California’s competing bills, however, were not designed to target the legal gray area with as much precision as Colorado’s bill. What’s more, the special interests aligned against Uber in California have done an effective job of poisoning the well by taking such a hostile view of the company (and similar firms).

With no legislative alternative on the horizon for now, a battle in Sacramento has quickly begun to brew.

We’ll soon see whether California, which basically created social media at Facebook, Twitter and other companies including San Francisco-based Uber, itself severely hampers its most glittering and profitable industry. If Uber is harmed, what social media company next would come under fire in its home state?
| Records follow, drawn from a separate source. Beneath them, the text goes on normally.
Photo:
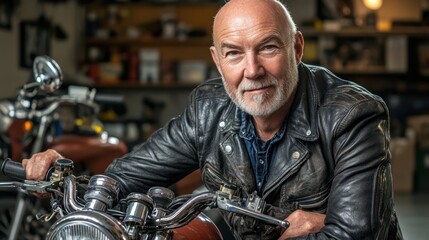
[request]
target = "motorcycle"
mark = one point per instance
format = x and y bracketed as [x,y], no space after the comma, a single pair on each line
[87,207]
[34,122]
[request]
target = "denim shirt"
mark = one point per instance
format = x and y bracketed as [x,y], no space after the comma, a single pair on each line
[260,152]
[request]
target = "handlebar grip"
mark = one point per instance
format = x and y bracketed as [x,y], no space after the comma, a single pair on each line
[13,169]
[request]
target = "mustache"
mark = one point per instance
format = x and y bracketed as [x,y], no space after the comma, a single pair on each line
[248,85]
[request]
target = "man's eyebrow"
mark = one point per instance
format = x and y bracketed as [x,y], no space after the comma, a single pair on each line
[274,37]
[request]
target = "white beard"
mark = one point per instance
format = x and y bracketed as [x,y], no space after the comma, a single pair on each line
[264,104]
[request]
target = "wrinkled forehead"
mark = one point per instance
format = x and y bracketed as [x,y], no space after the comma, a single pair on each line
[242,15]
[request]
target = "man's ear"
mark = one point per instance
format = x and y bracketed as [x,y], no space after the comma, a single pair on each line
[299,47]
[215,58]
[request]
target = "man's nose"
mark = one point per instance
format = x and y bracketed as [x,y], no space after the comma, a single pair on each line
[253,68]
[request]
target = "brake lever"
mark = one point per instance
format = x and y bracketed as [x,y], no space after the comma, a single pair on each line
[30,185]
[231,206]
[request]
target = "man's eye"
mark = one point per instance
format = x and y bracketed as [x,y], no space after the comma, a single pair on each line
[269,48]
[231,54]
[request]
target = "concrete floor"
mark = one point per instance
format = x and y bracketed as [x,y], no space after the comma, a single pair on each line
[413,215]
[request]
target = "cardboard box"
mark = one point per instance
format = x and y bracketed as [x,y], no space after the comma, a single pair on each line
[403,162]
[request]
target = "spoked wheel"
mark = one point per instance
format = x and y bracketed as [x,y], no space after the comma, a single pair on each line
[30,228]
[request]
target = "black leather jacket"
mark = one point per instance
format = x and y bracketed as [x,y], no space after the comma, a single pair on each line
[334,158]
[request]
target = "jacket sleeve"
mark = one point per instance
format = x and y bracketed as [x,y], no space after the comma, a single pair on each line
[360,205]
[166,157]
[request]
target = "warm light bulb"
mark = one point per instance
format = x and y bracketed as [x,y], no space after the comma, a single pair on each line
[373,4]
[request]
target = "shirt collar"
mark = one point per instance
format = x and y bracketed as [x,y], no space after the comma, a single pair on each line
[247,129]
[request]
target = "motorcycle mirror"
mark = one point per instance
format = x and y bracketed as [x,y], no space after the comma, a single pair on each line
[47,73]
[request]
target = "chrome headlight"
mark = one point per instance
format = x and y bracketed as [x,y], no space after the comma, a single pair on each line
[87,225]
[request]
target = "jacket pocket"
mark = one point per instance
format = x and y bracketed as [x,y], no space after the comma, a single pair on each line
[316,202]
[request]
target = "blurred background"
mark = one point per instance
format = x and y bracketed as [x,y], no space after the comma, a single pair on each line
[150,54]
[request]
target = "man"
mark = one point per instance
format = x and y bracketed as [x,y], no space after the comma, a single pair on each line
[315,147]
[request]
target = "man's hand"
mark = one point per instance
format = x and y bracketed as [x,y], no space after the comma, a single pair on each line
[302,223]
[37,166]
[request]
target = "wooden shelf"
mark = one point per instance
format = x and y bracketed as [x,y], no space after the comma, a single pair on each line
[365,32]
[139,86]
[203,41]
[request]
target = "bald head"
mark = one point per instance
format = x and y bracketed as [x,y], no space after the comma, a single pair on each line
[243,14]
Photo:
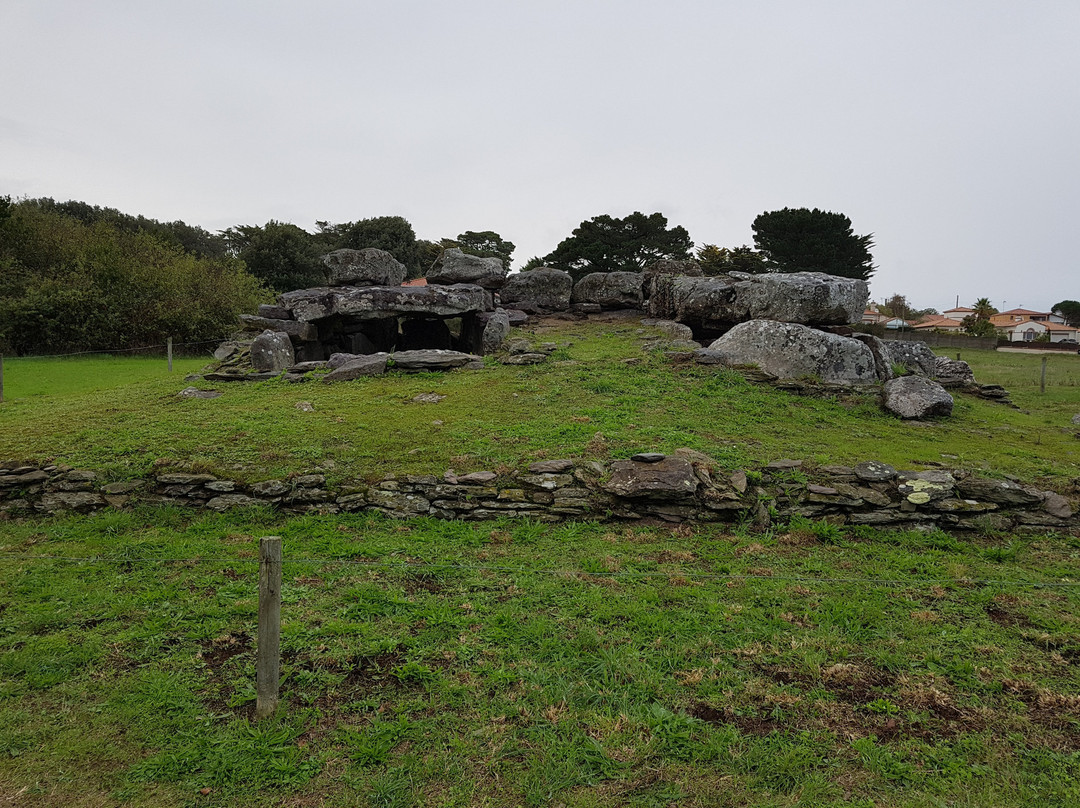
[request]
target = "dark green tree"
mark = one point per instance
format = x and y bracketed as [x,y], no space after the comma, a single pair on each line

Correction: The following wording was added after the word “completely”: “with one exception. Uber supplies ‘contingent liability coverage’ if a claim is denied by an insurance company on a driver’s personal coverage, which is primary during the time a driver is available but not carrying a passenger.”

We regret the error.

Also, an objection was made that Uber, Lyft and similar companies are not “social media.” In fact, they are, and not just because Uber is located in San Francisco. According to Oxford Dictionaries, social media are: “Websites and applications that enable users to create and share content or to participate in social networking.” In March, Shoutlet ran an article, “10 Lessons for Brands from Uber’s Social Marketing.” Bloomberg reported June 10, “Uber Rides Social Media Dominance to $17B Valuation.”